Rhodes became a target for the expanding Ottoman Empire and was constantly raided. The islands fell to the young Turkish sultan, Suleiman the Magnificent, in 1522.

Valetta PictureThe knights were given Malta in 1530. The struggle with the Turks for control of the Mediterranean continued, and Suleiman attacked the island in 1565. Despite having a much smaller army, the knights and the Maltese people won through the siege. The city of Valletta was built and fortified by the knights after the Great Siege, and was named after the Grand Master. It is still the capital of Malta.

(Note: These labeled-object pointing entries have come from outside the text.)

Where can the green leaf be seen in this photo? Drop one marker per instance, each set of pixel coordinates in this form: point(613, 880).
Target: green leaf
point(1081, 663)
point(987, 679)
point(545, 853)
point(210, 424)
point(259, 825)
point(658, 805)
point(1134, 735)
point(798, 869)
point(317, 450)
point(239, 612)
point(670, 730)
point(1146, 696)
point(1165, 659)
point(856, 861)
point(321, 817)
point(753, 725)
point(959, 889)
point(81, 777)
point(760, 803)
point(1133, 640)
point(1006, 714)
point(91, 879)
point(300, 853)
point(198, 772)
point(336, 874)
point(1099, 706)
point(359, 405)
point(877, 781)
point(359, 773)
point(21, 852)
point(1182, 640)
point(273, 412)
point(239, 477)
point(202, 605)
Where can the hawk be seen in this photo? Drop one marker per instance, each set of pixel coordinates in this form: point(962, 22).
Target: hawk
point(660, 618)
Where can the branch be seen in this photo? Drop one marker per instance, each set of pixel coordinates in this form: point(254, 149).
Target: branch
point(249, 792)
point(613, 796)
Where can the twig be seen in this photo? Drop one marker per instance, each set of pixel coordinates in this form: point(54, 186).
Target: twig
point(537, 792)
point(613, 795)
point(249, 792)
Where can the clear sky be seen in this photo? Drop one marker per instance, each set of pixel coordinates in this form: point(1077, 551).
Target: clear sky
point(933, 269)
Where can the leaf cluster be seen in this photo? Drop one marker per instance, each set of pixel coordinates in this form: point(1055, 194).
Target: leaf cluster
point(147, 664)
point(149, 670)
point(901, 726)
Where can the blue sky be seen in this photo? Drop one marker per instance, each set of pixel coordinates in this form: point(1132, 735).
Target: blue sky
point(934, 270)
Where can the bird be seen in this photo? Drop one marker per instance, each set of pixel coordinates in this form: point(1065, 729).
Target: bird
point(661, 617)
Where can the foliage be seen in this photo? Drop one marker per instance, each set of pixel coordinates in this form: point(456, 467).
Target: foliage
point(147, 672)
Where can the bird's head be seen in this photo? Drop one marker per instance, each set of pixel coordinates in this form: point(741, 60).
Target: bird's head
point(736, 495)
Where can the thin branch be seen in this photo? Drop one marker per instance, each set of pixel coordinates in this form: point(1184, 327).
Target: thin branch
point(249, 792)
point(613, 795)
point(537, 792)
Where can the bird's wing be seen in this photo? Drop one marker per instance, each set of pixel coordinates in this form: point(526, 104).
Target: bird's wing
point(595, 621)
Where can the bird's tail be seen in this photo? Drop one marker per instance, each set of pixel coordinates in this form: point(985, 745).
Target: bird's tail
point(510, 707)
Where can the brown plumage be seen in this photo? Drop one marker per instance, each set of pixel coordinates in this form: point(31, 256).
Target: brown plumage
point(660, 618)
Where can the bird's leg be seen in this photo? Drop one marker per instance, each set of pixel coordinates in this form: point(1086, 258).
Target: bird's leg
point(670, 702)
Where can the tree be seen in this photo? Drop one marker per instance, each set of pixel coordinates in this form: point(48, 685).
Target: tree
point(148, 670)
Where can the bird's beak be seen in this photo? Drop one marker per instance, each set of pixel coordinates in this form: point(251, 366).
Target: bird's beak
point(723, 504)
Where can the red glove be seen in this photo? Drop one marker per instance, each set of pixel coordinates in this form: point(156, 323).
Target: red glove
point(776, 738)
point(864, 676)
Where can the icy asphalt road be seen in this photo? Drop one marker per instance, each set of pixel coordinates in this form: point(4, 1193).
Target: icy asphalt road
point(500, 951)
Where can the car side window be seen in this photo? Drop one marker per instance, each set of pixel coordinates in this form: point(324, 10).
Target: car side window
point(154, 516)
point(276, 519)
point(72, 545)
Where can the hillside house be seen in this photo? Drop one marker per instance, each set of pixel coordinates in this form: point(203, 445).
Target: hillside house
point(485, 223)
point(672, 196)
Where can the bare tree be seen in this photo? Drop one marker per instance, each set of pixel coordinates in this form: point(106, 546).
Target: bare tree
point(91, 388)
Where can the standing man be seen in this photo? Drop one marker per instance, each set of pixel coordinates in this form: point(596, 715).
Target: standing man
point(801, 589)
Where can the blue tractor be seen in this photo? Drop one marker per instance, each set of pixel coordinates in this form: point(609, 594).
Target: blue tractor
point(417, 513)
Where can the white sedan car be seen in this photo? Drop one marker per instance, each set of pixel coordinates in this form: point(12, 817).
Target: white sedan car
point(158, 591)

Throughout their sovereign years on Rhodes and Malta the Knights’ medical work continued. In Rhodes the hospital had separate wards for infectious disease and maternity care. In Malta the Order ran a health service for the Maltese people and set up a famous school of anatomy and surgery. The great ward in Malta’s hospital was the longest room in 18th century Europe.

Rhodes hospital

The knights of Malta, as they became known, continued to rule the island until they were driven out in 1798 by Napoleon. Today their direct descendant, the Sovereign Military Order of Malta, is based in Rome and has returned completely to its first role of caring for the sick, and those in need.